House-keeping and tissue-enriched genes

The transcriptomic data allowed creation of two relevant subsets of genes: House-keeping (HKg) and Tissue-enriched (TEg) genes. Figure 2a shows the number of genes expressed, with FPKM equal or higher than 1, per number of tissues. This calculation allowed the identification of 8961 ubiquitous genes present in at least one replicate of all tissues, and 7668 genes expressed in all the 116 samples (i.e. in all the biological replicates of all tissues). The intersection of these 7668 genes with a curated dataset of 3804 house-keeping genes created by Eisenberg et al. [28] gave a total of 3524 HKg (Fig. 2c), indicating a large overlap of 93 %. To identify how relevant was this, we calculated the odds ratio (OR) of such overlap and obtained a very significant value of OR = 32.09 (with 95 % confidence interval, CI, of the OR = 28.27–36.43). For the tissue-enriched genes we explored the other side of the data in Fig. 2a and considered just the genes that were expressed in only one, two or three tissues (2459 genes). We did not take only one, but also two or three tissues, because some tissues are physiologically very related and in fact presented high correlation between them, for example: colon and rectum; small intestine and duodenum, etc. These observations indicated that such tissues share a large number of common genes in their expression profile. Finally, a global comparison of the expression distributions of HKg versus TEg indicated that the Tissue-enriched genes showed significantly lower expression values than the House-keeping genes (Fig. 2b). To demonstrate this difference, we made two statistical tests, t-test and Wilcoxon. In both cases, the p-values were very low (p-value < 1e-10) and the difference between the mean expressions of TEg and HKg was 1.61 (in the log2 scale). Thus, we can conclude that this difference is not by chance but due to a real different expression regulation that should be considered in further analyses. These boxplots also show that the global variability of TEg (which presents values below 1 and above 12 in the log2 scale) was larger than the global variability of HKg. This observation indicates that the TEg present a larger range of expression values along different tissues and the HKg have a tighter regulation.

Fig. 2
figure 2

Number of genes expressed along 32 tissues derived from RNA-Seq transcriptomic data. a Plot showing the number of genes expressed, with FPKM equal or higher than 1, per number of tissues. The house-keeping genes are labeled as HKg and tissue-enriched genes as TEg. b Comparison of the expression distributions of HKg versus TEg. c Venn diagrams showing the intersection of 7668 genes (expressed in all the biological replicates of all tissues) with the dataset of 3804 house-keeping genes obtained from Eisenberg and Levanon (2013) [28]

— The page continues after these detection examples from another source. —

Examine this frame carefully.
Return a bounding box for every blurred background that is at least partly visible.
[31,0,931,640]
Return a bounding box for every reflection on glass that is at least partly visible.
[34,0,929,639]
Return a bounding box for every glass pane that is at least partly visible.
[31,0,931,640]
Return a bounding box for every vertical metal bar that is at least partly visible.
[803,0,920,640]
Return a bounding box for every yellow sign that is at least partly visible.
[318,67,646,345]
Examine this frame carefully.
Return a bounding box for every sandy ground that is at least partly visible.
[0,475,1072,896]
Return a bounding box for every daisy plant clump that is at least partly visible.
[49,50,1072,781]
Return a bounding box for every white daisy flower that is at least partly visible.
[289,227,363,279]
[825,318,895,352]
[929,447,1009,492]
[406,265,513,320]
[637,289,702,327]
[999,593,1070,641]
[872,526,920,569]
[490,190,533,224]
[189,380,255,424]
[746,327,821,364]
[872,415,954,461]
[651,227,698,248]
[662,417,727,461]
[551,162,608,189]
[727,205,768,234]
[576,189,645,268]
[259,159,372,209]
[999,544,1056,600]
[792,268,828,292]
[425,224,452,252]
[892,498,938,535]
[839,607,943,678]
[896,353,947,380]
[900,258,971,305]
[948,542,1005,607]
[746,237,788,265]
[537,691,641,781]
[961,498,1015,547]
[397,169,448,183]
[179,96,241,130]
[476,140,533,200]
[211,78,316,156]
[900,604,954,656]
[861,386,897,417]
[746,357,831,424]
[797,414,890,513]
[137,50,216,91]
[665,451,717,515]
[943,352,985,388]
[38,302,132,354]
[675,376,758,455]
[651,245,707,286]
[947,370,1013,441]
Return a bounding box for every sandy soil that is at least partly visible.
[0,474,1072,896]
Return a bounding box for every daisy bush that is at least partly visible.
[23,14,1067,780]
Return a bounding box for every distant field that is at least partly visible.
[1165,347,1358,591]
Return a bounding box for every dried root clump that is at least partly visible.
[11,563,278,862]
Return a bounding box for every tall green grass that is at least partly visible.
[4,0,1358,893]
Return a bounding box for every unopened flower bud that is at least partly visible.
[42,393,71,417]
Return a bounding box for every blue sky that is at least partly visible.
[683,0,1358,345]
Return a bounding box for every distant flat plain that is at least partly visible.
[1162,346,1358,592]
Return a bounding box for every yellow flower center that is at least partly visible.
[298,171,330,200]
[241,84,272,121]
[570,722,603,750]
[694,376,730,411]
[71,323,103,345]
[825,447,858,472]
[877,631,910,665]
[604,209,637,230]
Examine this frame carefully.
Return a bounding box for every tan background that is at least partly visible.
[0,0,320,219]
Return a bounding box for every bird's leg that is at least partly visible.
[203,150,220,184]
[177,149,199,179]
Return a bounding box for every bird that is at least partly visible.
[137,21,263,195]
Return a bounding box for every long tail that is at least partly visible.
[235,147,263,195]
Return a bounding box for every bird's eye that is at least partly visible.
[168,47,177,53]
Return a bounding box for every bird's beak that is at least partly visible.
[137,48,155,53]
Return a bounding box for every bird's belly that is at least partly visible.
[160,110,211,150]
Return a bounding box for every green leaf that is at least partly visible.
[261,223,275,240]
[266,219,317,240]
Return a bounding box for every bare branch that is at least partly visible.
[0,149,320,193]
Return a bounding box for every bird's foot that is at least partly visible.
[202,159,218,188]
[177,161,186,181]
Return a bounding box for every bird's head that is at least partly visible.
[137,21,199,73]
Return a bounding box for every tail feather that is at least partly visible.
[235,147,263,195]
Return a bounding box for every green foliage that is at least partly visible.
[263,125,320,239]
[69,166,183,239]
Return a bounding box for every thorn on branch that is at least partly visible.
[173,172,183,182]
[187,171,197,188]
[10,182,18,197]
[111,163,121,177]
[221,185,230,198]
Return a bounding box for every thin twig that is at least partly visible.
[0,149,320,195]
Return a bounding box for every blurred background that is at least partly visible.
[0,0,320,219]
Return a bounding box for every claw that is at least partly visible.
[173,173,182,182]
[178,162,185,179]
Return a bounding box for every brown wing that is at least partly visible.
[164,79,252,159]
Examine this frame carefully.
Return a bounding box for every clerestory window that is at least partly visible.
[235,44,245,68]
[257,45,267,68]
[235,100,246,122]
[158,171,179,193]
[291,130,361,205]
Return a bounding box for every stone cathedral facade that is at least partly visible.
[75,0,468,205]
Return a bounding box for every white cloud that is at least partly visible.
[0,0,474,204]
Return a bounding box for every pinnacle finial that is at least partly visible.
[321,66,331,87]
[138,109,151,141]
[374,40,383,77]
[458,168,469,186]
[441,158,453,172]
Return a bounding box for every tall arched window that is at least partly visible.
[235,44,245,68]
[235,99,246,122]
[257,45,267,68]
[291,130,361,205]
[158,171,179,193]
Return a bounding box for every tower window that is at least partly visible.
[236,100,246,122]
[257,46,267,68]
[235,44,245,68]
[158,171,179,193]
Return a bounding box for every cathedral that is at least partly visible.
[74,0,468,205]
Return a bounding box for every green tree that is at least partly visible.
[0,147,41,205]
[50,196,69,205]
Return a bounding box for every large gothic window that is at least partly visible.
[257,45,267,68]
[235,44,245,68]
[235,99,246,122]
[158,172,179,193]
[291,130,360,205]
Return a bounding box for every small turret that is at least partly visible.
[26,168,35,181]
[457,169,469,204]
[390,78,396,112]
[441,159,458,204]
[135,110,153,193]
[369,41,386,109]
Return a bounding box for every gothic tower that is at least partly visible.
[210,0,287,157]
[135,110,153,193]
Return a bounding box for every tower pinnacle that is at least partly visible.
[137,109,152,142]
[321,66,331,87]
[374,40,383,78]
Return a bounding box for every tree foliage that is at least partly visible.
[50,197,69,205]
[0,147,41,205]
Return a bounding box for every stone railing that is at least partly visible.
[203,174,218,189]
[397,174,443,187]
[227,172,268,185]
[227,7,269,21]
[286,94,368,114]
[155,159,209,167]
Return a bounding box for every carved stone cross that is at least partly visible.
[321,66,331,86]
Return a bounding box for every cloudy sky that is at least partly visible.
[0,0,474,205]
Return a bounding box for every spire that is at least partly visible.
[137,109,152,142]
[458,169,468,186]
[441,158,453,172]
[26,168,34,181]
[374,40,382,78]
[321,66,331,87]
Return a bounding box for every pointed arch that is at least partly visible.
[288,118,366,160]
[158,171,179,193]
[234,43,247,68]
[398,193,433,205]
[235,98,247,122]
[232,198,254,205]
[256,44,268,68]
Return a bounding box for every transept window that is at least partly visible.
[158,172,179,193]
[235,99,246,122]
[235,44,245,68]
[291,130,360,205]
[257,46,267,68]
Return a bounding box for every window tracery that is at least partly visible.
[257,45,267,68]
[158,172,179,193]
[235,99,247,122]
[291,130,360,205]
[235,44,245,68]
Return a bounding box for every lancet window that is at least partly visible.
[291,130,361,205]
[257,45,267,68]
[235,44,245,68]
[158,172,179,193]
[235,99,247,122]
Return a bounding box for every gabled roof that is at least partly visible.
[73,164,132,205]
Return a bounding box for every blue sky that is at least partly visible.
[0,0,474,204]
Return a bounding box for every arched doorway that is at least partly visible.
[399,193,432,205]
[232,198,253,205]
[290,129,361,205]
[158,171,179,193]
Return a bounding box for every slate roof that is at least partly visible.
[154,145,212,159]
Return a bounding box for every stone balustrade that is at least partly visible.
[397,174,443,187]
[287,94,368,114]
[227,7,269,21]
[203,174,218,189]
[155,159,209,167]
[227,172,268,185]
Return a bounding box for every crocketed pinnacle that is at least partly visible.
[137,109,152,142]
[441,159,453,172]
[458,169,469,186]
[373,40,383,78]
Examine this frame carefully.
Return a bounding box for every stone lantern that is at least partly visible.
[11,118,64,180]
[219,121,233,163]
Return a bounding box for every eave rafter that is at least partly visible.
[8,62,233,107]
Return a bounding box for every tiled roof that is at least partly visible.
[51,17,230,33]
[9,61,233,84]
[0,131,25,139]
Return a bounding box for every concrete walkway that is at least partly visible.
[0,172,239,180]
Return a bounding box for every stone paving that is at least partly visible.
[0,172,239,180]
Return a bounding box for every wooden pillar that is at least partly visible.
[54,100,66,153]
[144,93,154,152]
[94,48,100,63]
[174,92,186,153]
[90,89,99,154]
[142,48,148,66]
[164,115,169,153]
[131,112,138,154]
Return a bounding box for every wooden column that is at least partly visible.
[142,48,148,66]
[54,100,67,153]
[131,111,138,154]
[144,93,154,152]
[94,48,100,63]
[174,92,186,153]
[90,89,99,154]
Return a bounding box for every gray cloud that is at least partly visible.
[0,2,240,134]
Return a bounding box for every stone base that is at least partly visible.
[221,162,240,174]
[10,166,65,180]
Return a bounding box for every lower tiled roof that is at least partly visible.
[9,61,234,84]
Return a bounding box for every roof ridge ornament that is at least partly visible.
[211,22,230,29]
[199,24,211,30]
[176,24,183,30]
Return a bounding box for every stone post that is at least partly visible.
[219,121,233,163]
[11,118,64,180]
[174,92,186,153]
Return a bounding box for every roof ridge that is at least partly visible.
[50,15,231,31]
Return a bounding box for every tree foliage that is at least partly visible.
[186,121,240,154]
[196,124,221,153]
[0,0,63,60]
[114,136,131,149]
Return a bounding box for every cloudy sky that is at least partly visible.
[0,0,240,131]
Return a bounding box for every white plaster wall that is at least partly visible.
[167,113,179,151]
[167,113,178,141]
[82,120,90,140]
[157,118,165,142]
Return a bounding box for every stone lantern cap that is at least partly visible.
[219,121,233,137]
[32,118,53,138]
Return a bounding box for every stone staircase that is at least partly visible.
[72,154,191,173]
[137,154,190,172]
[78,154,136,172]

Human gene hallmarks on the evolutionary time-scale

For the evolutionary analysis, we used a phylostratigraphic method for reconstruction of macro-evolutionary trends based on the principle of “founder gene” formation [10]. Typically, these methods first identify the homologues of a given gene and then use the divergence between the two most distant to determine the gene age. Historically, such studies have been using BLAST [29] for homology searches. However, this approach was shown to introduce some biases into the analyses [30, 31]. Another approach is to use orthologous groups to determine the age of a gene. Orthologues are believed to be functionally more similar than paralogues [32] and by definition they trace back to an ancestral gene that was present in a common ancestor of the compared species [33]. The parameters used for clustering orthologous groups affect the age estimations for a gene; for example, restrictive parameters tend to limit the set of possible progenitors [9]. Nevertheless, both approaches used for dating the gene origin depend on the correct identification of homologues and/or orthologues, but in the second case the accurate reconstruction of orthologous families imposes a higher stringency and it implies a conservation along the evolutionary clades.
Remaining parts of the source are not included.